Lo and behold, the four stages before the main Tonglen practice, as given by Sogyal Rinpoche are:
- Environmental Tonglen
- Self Tonglen
- Tonglen in a Living Situation
- Tonglen for Others.
From the Sophian Giving & Receiving in an Actual Life Situation:
“In this method bring to mind a situation in which you have behaved poorly and that is a cause of grief to you – one that merely thinking about might make you feel quite badly.”
From the (original?) Tibetan Book of Living and Dying, Tonglen in a Living Situation:
“Imagine vividly a situation where you have acted badly, one about which you feel guilty, and which you wince to even think about.”
From the Sophian Complete Giving & Receiving Meditation:
“Then bring to mind a person you know who is suffering and imagine that person magically appearing in the space before you. Let your heart and mind open to this person, and imagine this person’s sorrow and suffering as fully as you can in complete detail. Envision that the person’s suffering and pain gathers together as a great mass of reddish brown or black smoke-like substance at his or her Heart Center, or, in the case of physical disease, at the place of the disease in the body. Now, when you breathe into the Spiritual Sun in your heart, envision the mass of smoke-like substance dissolves, seeing the negativity and darkness liberated and transformed into Fiery-Light. As you breathe out, envision Light pouring out to the person from the Spiritual Sun in your heart. When you breathe in and take the person’s negativity and darkness into your heart, it is as though any remaining self-grasping in you is dissolved, along with the person’s negative karma…”
From the Main Tonglen Practice in the Tibetan Book of Living and Dying:
“2. Imagine in front of you, as vividly and poignantly as possible, someone you care for who is suffering. Try and imagine every aspect of the person’s pain and distress. Then, as you feel your heart opening in compassion toward the person, imagine that all of his or her sufferings manifest together and gather into a great mass of hot, black, grimy smoke.
3. Now, as you breathe in, visualize that this mass of black smoke dissolves, with your in-breath, into the very core of your self-grasping at your heart. There it destroys completely all traces of self-cherishing, thereby purifying all your negative karma.”

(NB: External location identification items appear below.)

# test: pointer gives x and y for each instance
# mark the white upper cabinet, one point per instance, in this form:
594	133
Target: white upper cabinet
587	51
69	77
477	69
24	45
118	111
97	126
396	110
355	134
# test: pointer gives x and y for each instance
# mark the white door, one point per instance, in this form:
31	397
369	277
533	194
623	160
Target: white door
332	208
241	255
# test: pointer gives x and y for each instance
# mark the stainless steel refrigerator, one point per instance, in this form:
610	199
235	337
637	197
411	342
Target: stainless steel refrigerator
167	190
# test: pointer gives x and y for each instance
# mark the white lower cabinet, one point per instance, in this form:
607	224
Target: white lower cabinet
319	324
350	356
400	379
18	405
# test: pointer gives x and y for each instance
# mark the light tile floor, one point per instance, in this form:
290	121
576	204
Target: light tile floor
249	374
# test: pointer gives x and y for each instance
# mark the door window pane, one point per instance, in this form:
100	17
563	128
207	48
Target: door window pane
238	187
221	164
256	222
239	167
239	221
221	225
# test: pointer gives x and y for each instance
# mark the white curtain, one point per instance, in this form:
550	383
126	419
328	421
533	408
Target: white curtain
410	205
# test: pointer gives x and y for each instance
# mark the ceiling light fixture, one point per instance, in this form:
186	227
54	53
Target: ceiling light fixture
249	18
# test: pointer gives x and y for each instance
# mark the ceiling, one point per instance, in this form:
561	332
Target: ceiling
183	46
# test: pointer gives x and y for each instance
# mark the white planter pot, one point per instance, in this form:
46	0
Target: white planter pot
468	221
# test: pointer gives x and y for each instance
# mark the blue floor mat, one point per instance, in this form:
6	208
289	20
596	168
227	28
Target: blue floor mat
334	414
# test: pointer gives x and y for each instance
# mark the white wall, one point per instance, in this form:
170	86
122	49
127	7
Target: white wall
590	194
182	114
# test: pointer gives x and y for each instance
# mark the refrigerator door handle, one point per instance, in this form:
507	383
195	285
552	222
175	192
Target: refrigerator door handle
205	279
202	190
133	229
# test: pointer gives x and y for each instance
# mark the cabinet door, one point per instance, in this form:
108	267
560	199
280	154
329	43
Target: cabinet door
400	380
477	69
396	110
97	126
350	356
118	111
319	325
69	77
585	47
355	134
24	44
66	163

We could go on. I would like to think this is just a case of missing references, or an amazing case of inspiration producing the same results in Tibetan Buddhism and a secret (and therefore uncheckable) Gnostic tradition. However, I would expect the wording, form and structure to be different; after all the various English versions of Tonglen as composed different Tibetan teachers are different to each other.
So, if it is a case of plagiarism, it is very sad. As I mentioned previously there are authentic Christian mystical and esoteric traditions that work in the same way as the very compassionate Mahayana Buddhist traditions. There really is no need to look to the east, when the heart of compassion, the heart of Christ is right here in our culture and traditions.